IP::Unique is an OO module, so nothing is exported. The module contains the following methods

  • new()

    new() works just as it does in every other module. It takes no parameters, and returns a reference to a new instance of the object.
  • add_ip("127.0.0.1")

    add_ip() takes a string parameter, formatted in AAA.BBB.CCC.DDD format. It returns 1 on the success of adding the IP address to the table, 0 if the address is poorly formatted or invalid.  For the purposes of validity, addresses such as "0.0.0.0" and "255.255.255.255" are considered valid, but "256.0.0.0" is not. Adding IPs increments the counter as returned by c<total>().
  • compact()

    compact() is an internal function that is exposed for the rare situation where you think you can save yourself up memory by removing all of the duplicates stored internally.  It is unlikely that you will save yourself a lot of space, unless you have heavy duplicate saturation.  This function is called internally before C<unique>(), so there's no need to do so, except to attempt to save memory mid-run. For slower machines, this may take some time to complete. When parsing a well-used websites logs (for which this module was written), you will probably not need this function. YMMV.
  • unique()

    unique() returns the number of uniques stored in the counter.  This has to run C<compact>() to remove duplicates, so the same caveat applies here: this may take some time. 
  • total()

    total() returns the number of IPs (total) stored in the counter, so far. There is no way to remove an IP.

CHANGES

Version 0.01 - Feb 19th, 2003

  • Initial release of the module, so everything is new

BUGS

There are several items that can be considered bugs in the module

  • It is hardcoded to use g++. If you know a better way to tell Makefile.PL to use "any c++ compiler", please let me know.

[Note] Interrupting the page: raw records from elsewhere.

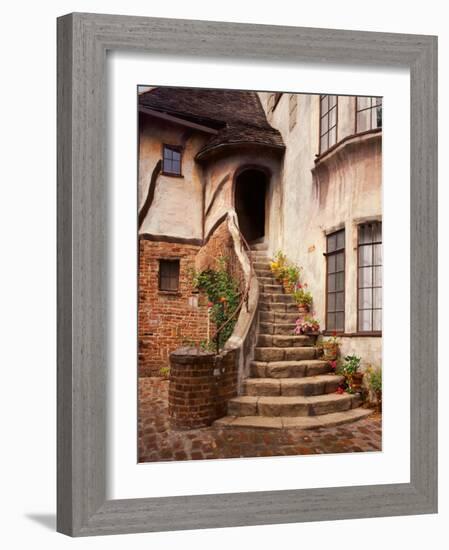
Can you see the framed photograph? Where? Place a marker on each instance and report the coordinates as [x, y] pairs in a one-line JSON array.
[[247, 274]]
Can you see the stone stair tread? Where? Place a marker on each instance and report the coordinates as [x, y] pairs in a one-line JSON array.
[[301, 422], [291, 399], [307, 385], [317, 378]]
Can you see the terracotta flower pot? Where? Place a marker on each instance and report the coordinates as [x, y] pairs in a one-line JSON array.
[[330, 351], [356, 382]]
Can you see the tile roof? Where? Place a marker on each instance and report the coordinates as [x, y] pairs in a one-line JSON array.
[[237, 115]]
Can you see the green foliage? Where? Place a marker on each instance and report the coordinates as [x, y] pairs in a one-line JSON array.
[[374, 378], [223, 294], [349, 366], [303, 297]]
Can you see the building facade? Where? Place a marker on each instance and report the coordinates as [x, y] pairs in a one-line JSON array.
[[303, 174]]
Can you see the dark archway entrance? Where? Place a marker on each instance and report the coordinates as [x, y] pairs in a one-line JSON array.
[[250, 197]]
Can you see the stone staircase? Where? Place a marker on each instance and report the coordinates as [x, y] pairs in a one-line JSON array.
[[290, 386]]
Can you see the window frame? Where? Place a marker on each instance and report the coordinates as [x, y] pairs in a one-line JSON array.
[[178, 149], [372, 243], [166, 261], [320, 134], [370, 108], [327, 254]]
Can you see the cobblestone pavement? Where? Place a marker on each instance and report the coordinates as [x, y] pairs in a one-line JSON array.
[[158, 442]]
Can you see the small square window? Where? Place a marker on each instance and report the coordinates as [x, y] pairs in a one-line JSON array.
[[169, 275], [172, 160]]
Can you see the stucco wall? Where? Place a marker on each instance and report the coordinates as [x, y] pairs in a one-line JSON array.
[[342, 189], [176, 209], [219, 174]]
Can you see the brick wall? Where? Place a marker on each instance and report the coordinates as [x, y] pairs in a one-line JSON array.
[[166, 320], [201, 385]]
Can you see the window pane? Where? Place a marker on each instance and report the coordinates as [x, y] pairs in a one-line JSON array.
[[324, 104], [365, 277], [341, 239], [365, 321], [340, 301], [379, 117], [324, 124], [365, 255], [332, 136], [323, 143], [377, 298], [365, 233], [377, 232], [377, 254], [363, 103], [340, 261], [377, 319], [340, 281], [365, 298], [340, 321], [377, 279]]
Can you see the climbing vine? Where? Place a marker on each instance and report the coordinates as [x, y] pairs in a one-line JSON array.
[[223, 295]]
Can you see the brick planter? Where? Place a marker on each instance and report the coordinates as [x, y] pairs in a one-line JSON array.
[[200, 387]]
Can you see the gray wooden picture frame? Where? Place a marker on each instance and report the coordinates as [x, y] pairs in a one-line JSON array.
[[83, 41]]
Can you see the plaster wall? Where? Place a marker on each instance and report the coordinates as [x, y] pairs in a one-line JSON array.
[[339, 190], [176, 209]]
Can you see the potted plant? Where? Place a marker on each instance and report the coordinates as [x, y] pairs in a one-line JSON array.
[[331, 347], [278, 266], [374, 378], [350, 370], [303, 298], [307, 325]]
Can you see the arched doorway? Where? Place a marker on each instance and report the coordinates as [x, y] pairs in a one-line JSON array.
[[249, 200]]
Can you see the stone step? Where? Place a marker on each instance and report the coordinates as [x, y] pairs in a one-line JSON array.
[[259, 246], [273, 289], [262, 265], [300, 422], [299, 405], [266, 281], [279, 307], [284, 354], [266, 316], [262, 272], [289, 369], [276, 328], [278, 297], [310, 385], [283, 341]]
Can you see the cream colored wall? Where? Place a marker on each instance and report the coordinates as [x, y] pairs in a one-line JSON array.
[[341, 191], [177, 206]]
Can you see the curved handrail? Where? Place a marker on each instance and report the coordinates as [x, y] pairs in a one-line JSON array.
[[245, 295]]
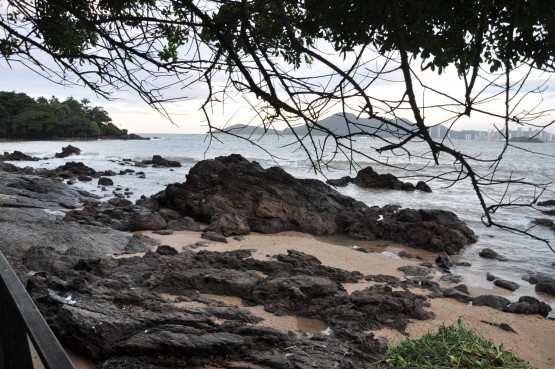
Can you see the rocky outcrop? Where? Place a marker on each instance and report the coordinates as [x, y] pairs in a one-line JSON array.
[[151, 311], [17, 156], [369, 178], [159, 161], [68, 151], [270, 201]]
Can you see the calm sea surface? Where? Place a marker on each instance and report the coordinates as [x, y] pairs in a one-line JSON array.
[[525, 254]]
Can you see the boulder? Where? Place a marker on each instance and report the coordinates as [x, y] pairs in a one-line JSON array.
[[272, 201], [508, 285], [488, 253], [67, 151], [17, 156], [161, 162], [494, 301], [105, 181], [368, 178], [528, 305]]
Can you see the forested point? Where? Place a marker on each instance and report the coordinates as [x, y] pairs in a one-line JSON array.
[[22, 117]]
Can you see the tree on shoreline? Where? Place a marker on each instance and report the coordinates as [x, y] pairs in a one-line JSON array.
[[296, 61], [23, 117]]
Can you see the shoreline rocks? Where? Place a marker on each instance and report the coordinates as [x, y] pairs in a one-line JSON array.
[[368, 178]]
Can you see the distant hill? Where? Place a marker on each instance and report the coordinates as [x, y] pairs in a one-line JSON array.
[[348, 123]]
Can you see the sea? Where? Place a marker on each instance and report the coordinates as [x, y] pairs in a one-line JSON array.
[[529, 162]]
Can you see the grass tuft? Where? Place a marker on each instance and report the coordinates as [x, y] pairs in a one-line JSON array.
[[451, 347]]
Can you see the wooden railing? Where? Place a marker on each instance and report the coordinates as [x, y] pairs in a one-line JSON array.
[[21, 321]]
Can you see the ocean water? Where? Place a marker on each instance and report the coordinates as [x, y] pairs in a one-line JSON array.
[[524, 253]]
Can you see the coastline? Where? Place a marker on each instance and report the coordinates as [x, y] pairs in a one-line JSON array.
[[535, 340]]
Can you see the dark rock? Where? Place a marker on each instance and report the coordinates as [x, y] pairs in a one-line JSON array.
[[463, 288], [444, 261], [490, 254], [423, 186], [162, 162], [214, 236], [368, 178], [546, 287], [503, 283], [271, 201], [71, 169], [149, 203], [503, 326], [183, 224], [529, 305], [17, 156], [163, 232], [140, 243], [405, 254], [166, 250], [494, 301], [229, 224], [341, 182], [105, 181], [67, 151]]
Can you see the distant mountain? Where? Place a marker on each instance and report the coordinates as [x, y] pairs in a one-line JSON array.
[[345, 124]]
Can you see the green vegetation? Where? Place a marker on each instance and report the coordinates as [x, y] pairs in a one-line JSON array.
[[22, 117], [451, 347], [526, 139]]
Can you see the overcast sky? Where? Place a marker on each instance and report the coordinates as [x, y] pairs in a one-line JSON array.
[[130, 112]]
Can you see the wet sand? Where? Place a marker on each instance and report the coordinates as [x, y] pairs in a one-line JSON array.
[[535, 340]]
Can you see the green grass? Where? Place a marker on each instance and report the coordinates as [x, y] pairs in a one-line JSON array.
[[451, 347]]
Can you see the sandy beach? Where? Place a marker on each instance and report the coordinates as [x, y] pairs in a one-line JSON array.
[[535, 340]]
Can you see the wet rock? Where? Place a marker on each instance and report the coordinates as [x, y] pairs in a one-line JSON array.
[[183, 224], [341, 182], [166, 250], [229, 224], [504, 326], [163, 232], [528, 305], [508, 285], [547, 286], [444, 261], [457, 295], [488, 253], [494, 301], [67, 151], [214, 236], [368, 178], [271, 201], [140, 243], [17, 156], [423, 186], [105, 181], [161, 162]]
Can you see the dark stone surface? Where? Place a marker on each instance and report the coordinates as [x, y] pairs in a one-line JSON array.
[[17, 156], [68, 151], [488, 253], [508, 285], [494, 301], [157, 160], [528, 305]]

  • I've had difficulty getting this module to work under cygwin

  • This module should work under versions of perl other than 5.8.3, but it hasn't been tested with such. If you can get it to run under a lower version of perl, please contact me.

AUTHOR

Jay Bonci, <jaybonci@cpan.org>

COPYRIGHT AND LICENSE

Copyright (C) 2004 by Jay Bonci, Open Source Development Network

This library is free software; you can redistribute it and/or modify it under the same terms as Perl itself, either Perl version 5.8.3 or, at your option, any later version of Perl 5 you may have available.